Rectal administration is an option if oral administration is not possible. The rectum has a rich blood supply, but absorption time in children is variable (Skinner, 2008), and young children have more frequent large muscle contractions so expulsion of the suppository is a potential issue. Emergency medications such as rectal diazepam may not be perceived as socially acceptable in the school setting (Butler et al, 2020).

In order to bypass hepatic first pass metabolism, mucosal administration may be considered, through the oral/buccal or nasal mucosa. The bioavailability of midazolam, for example, is 57% when given intranasally, compared to 30% when administered orally (Skinner, 2008) and is seen as an effective sedative in children (Mayel et al, 2020), as well as dexmedetomidine (Mason and Lerman, 2011). Fentanyl and ketamine provide effective analgesia via this route, with the benefit of no histamine release, avoiding nasal itching and congestion in ketamine (Pansini et al, 2021). ‘Dripping’ the medication into the nose is the most basic method of administration, but a compliant child is needed, so often, the mucosal atomizer is used (Sorrentino, 2015).

Absorption of inhaled drugs for the lungs (for example, inhaled or nebulised salbutamol for asthma) might be more dependent on technique rather than physiology (Jones, 2022), such as smaller respiratory tracts and lower inhalation flow rates (Kwok and Chan, 2014).

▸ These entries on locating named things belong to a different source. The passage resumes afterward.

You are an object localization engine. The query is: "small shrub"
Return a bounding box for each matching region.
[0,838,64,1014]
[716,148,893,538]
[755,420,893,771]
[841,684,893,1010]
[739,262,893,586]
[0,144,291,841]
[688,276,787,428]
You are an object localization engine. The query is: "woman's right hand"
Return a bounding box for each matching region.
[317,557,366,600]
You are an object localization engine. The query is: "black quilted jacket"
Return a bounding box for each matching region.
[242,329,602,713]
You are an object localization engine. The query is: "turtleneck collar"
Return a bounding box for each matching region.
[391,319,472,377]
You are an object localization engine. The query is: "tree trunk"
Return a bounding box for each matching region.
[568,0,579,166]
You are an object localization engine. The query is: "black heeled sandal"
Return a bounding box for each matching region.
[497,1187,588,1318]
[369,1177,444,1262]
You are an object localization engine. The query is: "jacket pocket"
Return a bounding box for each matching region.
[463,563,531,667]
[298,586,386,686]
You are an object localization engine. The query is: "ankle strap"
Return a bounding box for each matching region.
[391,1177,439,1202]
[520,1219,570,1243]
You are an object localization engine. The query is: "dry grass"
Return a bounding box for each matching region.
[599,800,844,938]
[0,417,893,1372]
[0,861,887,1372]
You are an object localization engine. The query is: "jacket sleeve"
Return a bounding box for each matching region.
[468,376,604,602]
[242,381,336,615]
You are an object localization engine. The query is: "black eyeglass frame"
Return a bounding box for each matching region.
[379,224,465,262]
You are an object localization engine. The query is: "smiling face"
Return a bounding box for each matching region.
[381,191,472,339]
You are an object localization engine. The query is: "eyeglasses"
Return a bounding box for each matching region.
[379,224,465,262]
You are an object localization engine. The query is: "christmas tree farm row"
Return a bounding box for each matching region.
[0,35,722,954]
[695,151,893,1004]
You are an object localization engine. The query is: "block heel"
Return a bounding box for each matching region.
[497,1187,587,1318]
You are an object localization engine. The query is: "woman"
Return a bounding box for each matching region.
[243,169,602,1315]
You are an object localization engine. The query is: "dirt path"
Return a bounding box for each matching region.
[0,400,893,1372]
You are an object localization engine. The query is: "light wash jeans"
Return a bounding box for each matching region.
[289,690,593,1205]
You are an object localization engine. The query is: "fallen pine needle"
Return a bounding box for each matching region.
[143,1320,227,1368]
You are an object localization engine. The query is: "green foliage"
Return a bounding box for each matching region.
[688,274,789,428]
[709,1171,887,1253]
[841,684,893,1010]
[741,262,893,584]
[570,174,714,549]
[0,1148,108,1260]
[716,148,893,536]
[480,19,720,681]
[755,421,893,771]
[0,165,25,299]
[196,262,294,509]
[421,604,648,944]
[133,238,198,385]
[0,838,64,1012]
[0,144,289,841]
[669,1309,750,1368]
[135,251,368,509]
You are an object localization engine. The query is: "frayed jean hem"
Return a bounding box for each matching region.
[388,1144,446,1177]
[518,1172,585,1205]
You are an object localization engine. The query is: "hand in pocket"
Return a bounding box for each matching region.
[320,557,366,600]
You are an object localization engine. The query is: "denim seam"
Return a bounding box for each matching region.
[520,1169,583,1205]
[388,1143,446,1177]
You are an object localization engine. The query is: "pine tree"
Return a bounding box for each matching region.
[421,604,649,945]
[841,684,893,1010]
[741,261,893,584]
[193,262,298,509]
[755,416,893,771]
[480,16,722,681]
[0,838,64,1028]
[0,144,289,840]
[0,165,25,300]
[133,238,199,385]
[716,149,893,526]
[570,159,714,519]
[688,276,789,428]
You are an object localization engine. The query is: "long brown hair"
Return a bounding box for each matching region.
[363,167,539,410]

Considering developmental changes is also important when considering topical medications: absorption may be higher in newborns and babies due to enhanced hydration of the epidermis, enhanced perfusion of the subcutaneous layer of the skin, and also the larger total body surface area ratio, in comparison to adults (Lu and Rosenbaum, 2014). Caution also needs to be taken in alcohol-based preparations and topical corticosteroids, as this can result in toxic effects.

Intramuscular injections obviously have a high bioavailability, but due to the pain these should be avoided where possible in children (Skinner, 2008). Absorption may also be delayed in neonates due to the reduced blood flow to their skeletal muscles (Lu and Rosenbaum, 2014). If given intravenously (IV), drugs are directly entering the systemic circulation: IV administration is the preferred route for severely ill neonates, but care must be taken regarding fluid volumes. Placement of lines is also challenging (Linakis et al, 2016). Administration of medications overcome a variety of barriers prior to optimal absorption (Sage et al, 2014). An understanding of developmental changes during rapid growth in infancy and childhood is imperative, as it is evident that this can affect the pharmacokinetics of different medications (O'Hara, 2016).

This first A–Z article has demonstrated an insight into the various aspects that need to be considered in absorption in neonates and children.